Joeline Hackman is a business and communications expert with a passion for community-driven solutions. As the lead of a sustainable housing project at Global Sisters, she focuses on providing vulnerable families with innovative pathways to home ownership, addressing intergenerational inequality.
Joeline's community dedication is evident through her co-founding of the 'Feed Our Medics' charity, which supported frontline workers during the pandemic, and her role managing the Dee Why Community Facebook group. She also founded 'Northern Beaches War On Waste,' a local initiative encouraging environmental stewardship, which earned her a Northern Beaches Council Eco Award in 2021.
Supporting small businesses and alleviating the cost of living are central to Joeline’s advocacy. She champions services like soft plastics recycling, food waste collection, and cost-efficient energy solutions, helping the Northern Beaches community live more sustainably while reducing financial pressures.
A lifelong Northern Beaches local, Joeline takes great pride in the area’s natural beauty. She is dedicated to celebrating and preserving the bushwalks and beaches while ensuring vulnerable residents have access to essential resources. Her professional and charitable experiences reflect her compassionate, driven nature, and commitment to transparent, inclusive governance.
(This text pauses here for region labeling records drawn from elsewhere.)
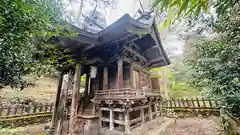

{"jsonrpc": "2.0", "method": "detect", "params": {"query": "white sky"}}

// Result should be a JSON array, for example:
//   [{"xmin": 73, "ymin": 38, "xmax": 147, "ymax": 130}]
[{"xmin": 66, "ymin": 0, "xmax": 184, "ymax": 56}]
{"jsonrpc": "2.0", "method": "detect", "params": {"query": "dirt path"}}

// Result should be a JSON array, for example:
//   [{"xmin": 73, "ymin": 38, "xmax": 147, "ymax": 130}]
[{"xmin": 165, "ymin": 117, "xmax": 224, "ymax": 135}]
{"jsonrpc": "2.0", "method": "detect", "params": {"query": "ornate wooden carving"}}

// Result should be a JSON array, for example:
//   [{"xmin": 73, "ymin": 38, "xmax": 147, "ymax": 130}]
[
  {"xmin": 103, "ymin": 67, "xmax": 108, "ymax": 90},
  {"xmin": 69, "ymin": 63, "xmax": 81, "ymax": 134},
  {"xmin": 116, "ymin": 59, "xmax": 123, "ymax": 89}
]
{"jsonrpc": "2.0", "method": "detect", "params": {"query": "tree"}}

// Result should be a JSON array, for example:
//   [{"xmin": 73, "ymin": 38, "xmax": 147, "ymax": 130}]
[
  {"xmin": 152, "ymin": 0, "xmax": 240, "ymax": 27},
  {"xmin": 188, "ymin": 5, "xmax": 240, "ymax": 116},
  {"xmin": 0, "ymin": 0, "xmax": 72, "ymax": 88}
]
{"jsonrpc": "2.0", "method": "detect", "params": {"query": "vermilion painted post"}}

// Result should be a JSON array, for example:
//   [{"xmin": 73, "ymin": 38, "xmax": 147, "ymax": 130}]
[{"xmin": 69, "ymin": 63, "xmax": 81, "ymax": 135}]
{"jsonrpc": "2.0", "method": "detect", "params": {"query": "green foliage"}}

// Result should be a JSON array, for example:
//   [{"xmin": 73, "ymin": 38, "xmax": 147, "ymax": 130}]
[
  {"xmin": 188, "ymin": 5, "xmax": 240, "ymax": 116},
  {"xmin": 0, "ymin": 0, "xmax": 72, "ymax": 88},
  {"xmin": 152, "ymin": 0, "xmax": 239, "ymax": 27}
]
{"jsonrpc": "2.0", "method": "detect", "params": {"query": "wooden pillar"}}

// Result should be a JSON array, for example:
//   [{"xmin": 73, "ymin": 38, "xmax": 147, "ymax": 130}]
[
  {"xmin": 124, "ymin": 110, "xmax": 130, "ymax": 134},
  {"xmin": 116, "ymin": 59, "xmax": 123, "ymax": 89},
  {"xmin": 84, "ymin": 73, "xmax": 90, "ymax": 97},
  {"xmin": 148, "ymin": 100, "xmax": 152, "ymax": 120},
  {"xmin": 69, "ymin": 63, "xmax": 81, "ymax": 135},
  {"xmin": 148, "ymin": 75, "xmax": 152, "ymax": 89},
  {"xmin": 154, "ymin": 103, "xmax": 158, "ymax": 116},
  {"xmin": 129, "ymin": 64, "xmax": 134, "ymax": 88},
  {"xmin": 92, "ymin": 103, "xmax": 97, "ymax": 115},
  {"xmin": 98, "ymin": 106, "xmax": 103, "ymax": 128},
  {"xmin": 118, "ymin": 112, "xmax": 124, "ymax": 131},
  {"xmin": 103, "ymin": 66, "xmax": 108, "ymax": 90},
  {"xmin": 50, "ymin": 72, "xmax": 64, "ymax": 132},
  {"xmin": 140, "ymin": 107, "xmax": 145, "ymax": 124},
  {"xmin": 109, "ymin": 109, "xmax": 114, "ymax": 130}
]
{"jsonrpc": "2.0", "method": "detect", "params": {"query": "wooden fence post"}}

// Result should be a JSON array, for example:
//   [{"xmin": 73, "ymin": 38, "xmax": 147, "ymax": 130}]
[
  {"xmin": 196, "ymin": 98, "xmax": 200, "ymax": 107},
  {"xmin": 69, "ymin": 63, "xmax": 82, "ymax": 135},
  {"xmin": 49, "ymin": 72, "xmax": 64, "ymax": 135}
]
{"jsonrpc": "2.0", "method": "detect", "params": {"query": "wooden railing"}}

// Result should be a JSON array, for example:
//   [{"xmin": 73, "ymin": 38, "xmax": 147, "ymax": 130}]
[
  {"xmin": 161, "ymin": 98, "xmax": 219, "ymax": 109},
  {"xmin": 95, "ymin": 88, "xmax": 160, "ymax": 99},
  {"xmin": 220, "ymin": 109, "xmax": 240, "ymax": 135},
  {"xmin": 0, "ymin": 103, "xmax": 53, "ymax": 118}
]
Through her leadership, Joeline ensures that local decisions reflect the true voice of the community, fostering innovation and connection to build a stronger future for all Northern Beaches residents.
Contact
Joeline.Hackman@northernbeaches.nsw.gov.au
Inauguration speech 2024
Good evening, everyone.
I stand before you today with immense gratitude and a deep sense of responsibility. Thank you to the Northern Beaches community for placing your trust in me. Your confidence and your hope to be well represented is not something that I take lightly. I'm here to listen, to work hard and to ensure that your voices are heard every step of the way. Thank you to my amazing running mates. Nick Beaugeard, I will always get your name spelled right from here on in. And Nick from Bucketty's, who were both absolutely relentless in their support. Thank you as well to Sue who was in the seat of Curl Curl before me, and Michael Regan before her, and also to the amazing Ben who is a Curl Curl local, and who, to me, is like a brother from another mother. Thank you for your support.
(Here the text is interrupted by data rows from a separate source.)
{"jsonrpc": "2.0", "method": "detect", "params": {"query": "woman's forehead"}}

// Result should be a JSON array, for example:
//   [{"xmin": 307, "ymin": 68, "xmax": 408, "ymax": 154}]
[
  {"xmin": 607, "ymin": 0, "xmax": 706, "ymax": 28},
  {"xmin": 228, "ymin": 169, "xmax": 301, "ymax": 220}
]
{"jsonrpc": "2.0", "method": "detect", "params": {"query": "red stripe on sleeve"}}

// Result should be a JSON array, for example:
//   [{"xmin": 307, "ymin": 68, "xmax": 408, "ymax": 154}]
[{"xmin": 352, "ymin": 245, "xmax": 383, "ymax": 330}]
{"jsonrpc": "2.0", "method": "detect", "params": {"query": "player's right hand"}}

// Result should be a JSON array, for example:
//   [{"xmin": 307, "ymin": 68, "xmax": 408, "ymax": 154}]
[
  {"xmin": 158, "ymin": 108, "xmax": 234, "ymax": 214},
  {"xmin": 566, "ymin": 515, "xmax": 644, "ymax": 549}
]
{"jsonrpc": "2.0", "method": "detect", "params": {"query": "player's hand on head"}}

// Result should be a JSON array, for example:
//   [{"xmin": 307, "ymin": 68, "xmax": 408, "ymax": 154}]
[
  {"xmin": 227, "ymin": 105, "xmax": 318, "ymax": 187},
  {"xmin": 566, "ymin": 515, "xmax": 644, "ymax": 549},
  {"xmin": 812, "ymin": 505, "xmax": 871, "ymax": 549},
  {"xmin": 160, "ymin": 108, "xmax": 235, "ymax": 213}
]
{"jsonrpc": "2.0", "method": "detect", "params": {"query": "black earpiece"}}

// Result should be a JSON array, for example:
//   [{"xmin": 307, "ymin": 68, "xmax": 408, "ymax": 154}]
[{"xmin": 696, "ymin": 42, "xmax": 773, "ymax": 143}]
Thank you as well to my amazing volunteers whose passion, creativity and dedication propel me forward and bring so much meaning to this work. Thank you to my mum, Debbie, whose example of strength, kindness and generosity every single day has shaped who I am and what we can give to this community. Gavin, Greg, thank you for your ongoing support. I really appreciate having strong, kind, wonderful men in my life. Thank you. Ethan and Miles, I'm so proud of you for being avid readers, recyclers and loving the outdoors. I'm doing this work for you and for your generation.
To my fellow Councillors I am so excited to be working alongside each of you. Together, we have a unique opportunity to shape the future of this fragile, beautiful place that we call home, but we will have competing priorities when decisions arise. We each exist in a prism of a social construct of experiences that we have had, of pain that we have felt, and of hope that we have held dear while we watch the generation before us at the wheel. We are in the position now where we can make these beautiful decisions that can shape how our community enjoys where we live. So in that prism, multiple things can be true at the same time. And I invite you to be each curious about each other's lenses and consider the pathway that you are lighting before you.
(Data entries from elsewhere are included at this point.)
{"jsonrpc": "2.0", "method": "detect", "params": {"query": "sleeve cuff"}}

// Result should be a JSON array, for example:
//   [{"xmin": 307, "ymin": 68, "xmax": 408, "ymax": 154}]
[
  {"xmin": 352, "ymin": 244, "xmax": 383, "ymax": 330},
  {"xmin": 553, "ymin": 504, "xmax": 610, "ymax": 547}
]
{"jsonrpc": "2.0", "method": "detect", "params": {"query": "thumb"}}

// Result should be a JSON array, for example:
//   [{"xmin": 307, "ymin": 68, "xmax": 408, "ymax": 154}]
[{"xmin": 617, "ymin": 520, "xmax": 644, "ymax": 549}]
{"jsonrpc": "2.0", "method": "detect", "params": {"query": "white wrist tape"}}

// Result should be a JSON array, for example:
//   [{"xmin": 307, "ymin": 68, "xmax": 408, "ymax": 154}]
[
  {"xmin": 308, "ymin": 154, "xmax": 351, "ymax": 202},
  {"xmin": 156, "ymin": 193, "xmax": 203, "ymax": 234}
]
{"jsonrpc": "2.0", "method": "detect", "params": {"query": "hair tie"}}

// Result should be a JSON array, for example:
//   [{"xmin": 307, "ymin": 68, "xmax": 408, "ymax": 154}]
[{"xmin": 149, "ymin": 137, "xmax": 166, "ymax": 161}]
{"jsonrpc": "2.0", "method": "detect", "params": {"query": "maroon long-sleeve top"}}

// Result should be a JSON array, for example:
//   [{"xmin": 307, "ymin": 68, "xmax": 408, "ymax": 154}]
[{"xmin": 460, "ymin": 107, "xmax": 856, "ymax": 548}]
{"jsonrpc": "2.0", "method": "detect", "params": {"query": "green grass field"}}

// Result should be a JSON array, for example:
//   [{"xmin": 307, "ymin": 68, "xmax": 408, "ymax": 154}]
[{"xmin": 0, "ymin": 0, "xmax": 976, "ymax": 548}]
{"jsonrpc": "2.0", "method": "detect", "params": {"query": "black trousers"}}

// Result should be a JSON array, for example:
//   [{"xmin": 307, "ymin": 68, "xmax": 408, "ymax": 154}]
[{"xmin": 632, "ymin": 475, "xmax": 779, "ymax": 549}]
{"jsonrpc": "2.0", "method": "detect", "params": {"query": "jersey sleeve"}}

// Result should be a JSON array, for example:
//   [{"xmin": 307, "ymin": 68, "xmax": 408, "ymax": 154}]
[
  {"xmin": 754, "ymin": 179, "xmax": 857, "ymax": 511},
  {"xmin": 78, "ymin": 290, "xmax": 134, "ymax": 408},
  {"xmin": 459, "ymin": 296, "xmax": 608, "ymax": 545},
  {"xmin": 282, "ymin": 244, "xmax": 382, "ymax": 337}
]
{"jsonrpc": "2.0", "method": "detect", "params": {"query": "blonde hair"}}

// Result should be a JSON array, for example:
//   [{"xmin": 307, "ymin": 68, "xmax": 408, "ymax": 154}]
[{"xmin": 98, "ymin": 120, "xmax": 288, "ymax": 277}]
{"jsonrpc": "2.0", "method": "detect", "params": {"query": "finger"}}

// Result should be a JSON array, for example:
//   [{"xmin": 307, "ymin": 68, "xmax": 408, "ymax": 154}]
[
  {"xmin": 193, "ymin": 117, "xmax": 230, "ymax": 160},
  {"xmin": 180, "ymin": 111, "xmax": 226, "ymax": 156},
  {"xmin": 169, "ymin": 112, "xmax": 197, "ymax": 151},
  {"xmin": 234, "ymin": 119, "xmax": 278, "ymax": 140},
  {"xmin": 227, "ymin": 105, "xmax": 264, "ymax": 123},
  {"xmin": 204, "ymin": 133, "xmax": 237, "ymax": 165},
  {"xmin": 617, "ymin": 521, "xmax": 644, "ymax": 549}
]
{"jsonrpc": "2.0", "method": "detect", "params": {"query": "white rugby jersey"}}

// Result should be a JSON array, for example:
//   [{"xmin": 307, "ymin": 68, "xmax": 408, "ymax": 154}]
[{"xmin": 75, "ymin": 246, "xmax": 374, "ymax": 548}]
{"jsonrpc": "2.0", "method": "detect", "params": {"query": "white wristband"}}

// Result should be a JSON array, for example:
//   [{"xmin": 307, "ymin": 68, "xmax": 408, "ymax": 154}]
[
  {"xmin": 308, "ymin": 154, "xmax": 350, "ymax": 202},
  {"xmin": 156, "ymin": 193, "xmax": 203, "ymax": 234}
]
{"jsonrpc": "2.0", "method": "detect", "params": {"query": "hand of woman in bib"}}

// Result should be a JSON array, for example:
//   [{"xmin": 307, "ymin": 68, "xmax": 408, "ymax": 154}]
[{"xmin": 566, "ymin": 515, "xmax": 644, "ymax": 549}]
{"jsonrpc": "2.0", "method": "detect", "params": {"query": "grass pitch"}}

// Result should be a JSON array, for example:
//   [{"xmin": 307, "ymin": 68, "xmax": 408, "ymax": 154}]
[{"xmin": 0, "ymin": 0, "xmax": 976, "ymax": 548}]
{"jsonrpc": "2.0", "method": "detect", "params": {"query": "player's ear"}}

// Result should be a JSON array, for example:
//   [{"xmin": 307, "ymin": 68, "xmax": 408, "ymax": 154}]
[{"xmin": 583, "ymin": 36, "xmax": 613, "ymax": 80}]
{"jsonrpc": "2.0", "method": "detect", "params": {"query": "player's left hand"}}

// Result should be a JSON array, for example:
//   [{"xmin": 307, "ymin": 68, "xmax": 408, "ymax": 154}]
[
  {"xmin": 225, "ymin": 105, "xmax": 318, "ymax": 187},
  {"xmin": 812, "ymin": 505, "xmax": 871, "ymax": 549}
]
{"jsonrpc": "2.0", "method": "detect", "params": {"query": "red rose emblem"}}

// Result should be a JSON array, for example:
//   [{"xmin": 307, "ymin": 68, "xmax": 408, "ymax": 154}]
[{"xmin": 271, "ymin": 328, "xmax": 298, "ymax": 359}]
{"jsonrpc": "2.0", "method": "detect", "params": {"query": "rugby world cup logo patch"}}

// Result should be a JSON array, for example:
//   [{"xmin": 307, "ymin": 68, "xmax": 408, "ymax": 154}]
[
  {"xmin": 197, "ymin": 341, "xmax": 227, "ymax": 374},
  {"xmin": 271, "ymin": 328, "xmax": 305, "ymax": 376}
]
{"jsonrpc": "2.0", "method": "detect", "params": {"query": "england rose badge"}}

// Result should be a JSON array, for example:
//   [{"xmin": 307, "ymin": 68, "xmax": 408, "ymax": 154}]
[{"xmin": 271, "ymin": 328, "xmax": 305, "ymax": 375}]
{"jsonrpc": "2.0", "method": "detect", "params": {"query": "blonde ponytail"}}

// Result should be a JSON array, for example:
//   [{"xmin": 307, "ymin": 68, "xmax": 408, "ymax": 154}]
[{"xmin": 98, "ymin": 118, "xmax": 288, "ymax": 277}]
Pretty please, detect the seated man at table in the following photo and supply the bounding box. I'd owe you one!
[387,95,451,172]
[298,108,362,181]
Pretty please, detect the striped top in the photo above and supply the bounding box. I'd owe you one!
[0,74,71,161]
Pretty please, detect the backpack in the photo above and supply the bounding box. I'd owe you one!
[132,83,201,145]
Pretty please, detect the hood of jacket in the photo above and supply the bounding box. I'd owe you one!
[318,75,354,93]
I'm delighted in this council to see better representation of age, gender, multiculturalism, egalitarianism and pragmatism. And I hope it will give us all a better lens through which to solve the growing inequities in our community. Young people, vulnerable people and people disconnected from their lives because they are so busy working just to make ends meet, they need us. They need us to step outside our privilege, to be compassionate and to be bold. Bold in the decisions that we make and in the way that we approach the challenges that lie ahead.
The cost of living is a real and pressing issue for so many in our community, and I know that we all heard that on the campaign trail. We have the power to make a difference. By capitalising on cheap, reliable technology that is here today, we can offer not only financial relief to our residents, but we can also protect our environment for future generations. To dig minerals out of the ground, transport them, process them and transfer them to our cars, homes and businesses, it costs 28 cents per kilowatt hour. It's the 21st century now, and we have the technology here today to convert that big ball of energy in the sky to power our homes, our cars and our businesses for 3 cents per kilowatt hour.
Even more than that, we make so much energy already so cheaply, so reliably, that we can give away free energy to the lowest 10%, the poorest 10% with the lowest income of our community. We could give energy away free between 11:00 AM and 3:00 PM every single day, but what's missing is the political will. We as policymakers need to take that action and lead with courage to make those changes that will benefit our community and their financial security. Be bold.
My goals for this term are clear. Protect our environment, support local businesses and sustainable housing. Advocate for the reduction of living expenses and deliver the infrastructure that our community needs to live happy lives. Together, we can achieve this and we owe it to the community to do so. Thank you.